Complex organic soils (COS), composed of lipids, proteins, sugars, and metal ions, present a significant challenge in cleaning of textiles. Their residues require repeated washing, leading to increased water, and energy consumption, contributing to textile waste in landfills. The interactions of COS components with fabric surfaces are relatively unknown and presents a considerable hurdle in understanding effective soil removal. To understand their interactions on a molecular level, a library of key lipid constituents of sebum, a major component of COS, have been labelled with Raman and IR tags. The labelling enables spectroscopic study of the soils, which can be tracked and monitored during the cleaning process. These targeted lipids include fatty acids, triglycerides, wax esters, and cholesterol, which are known to play a crucial role in soil adhesion, and persistence.

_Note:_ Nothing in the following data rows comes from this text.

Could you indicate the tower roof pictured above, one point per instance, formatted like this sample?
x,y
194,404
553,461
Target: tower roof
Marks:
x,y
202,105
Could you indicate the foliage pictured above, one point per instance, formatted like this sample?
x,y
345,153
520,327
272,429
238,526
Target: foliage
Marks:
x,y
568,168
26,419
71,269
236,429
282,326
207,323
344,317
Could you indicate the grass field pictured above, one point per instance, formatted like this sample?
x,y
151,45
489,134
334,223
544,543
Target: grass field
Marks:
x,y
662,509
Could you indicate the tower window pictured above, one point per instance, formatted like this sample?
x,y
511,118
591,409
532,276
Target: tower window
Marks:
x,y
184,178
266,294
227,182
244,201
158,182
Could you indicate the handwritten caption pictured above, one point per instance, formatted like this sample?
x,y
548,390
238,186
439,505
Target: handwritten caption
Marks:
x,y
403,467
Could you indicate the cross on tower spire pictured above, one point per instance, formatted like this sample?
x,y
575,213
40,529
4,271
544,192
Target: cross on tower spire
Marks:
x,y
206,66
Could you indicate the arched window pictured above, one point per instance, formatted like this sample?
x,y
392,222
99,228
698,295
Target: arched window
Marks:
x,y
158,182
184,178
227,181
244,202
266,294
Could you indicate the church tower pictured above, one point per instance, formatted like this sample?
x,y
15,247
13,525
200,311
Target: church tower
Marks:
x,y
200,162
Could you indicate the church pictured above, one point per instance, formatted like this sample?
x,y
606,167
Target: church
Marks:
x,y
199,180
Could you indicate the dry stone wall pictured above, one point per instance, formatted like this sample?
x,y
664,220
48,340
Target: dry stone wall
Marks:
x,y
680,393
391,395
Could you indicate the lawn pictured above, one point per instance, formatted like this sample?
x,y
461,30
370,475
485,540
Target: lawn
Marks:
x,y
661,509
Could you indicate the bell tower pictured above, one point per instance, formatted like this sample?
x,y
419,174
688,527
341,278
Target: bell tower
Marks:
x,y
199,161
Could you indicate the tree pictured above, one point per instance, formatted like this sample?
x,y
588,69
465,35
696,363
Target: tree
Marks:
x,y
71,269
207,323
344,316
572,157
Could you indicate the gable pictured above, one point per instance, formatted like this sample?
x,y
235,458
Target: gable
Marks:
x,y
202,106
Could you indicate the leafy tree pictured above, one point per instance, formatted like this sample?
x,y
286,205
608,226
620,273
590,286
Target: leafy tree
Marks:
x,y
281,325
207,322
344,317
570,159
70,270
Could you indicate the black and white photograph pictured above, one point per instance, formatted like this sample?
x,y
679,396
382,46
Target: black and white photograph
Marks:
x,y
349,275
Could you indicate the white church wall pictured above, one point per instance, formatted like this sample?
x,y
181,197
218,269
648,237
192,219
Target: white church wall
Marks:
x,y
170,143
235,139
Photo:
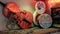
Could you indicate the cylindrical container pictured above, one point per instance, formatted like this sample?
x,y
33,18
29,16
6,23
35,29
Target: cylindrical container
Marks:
x,y
45,21
25,20
40,7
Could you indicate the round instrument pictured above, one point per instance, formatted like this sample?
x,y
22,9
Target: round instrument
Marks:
x,y
40,7
10,7
25,19
6,12
45,21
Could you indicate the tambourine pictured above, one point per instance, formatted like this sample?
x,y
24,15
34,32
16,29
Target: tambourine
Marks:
x,y
45,21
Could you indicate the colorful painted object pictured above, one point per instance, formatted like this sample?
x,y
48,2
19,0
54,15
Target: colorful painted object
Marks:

This labelling has enabled study of COS components using a novel flow Attenuated Total Reflectance Fourier-Transform Infrared (ATR-FTIR) system to mimic certain washing parameters. The labelling, particularly via deuteration ensures minimal alteration to the physical properties of the model compounds, while enabling the C-D stretches of the molecular probes to be monitored, and tracked throughout a wash cycle. This allows for a better understanding of the mechanisms governing soil removal, the interactions between different soil components, and provides an in-situ analytical tool for monitoring soil removal and evaluating various formulation conditions.
Beyond natural body soils, this work investigates unusual contaminants arising from the interactions between complex personal care formulations and household cleaning agents. Specifically, the research explores the chemical stability and removal of unsaturated fatty acids and their potential epoxidation, a process suspected to contribute to the yellowing and aging of textiles. Furthermore, a systematic study identifies an unexpected ipso-dichlorination reaction between organic UV filters found in sunscreens and household bleach (sodium hypochlorite). This reaction produces an intense red chromophore on fabrics and highlights environmental concerns regarding the discharge of chlorinated by-products into wastewater systems.
This thesis aims to give a detailed understanding of the residues responsible for fabric discoloration and soil accumulation. This knowledge is crucial for designing formulation components that enable more efficient soil removal, ultimately providing a comprehensive more targeted approach to improve cleaning efficacy and reduce the textile waste that contributes to global landfill challenges. Furthermore, the flow ATR-FTIR system can be utilised as a high-throughput screening method for evaluating the performance of different detergents and cleaning formulations.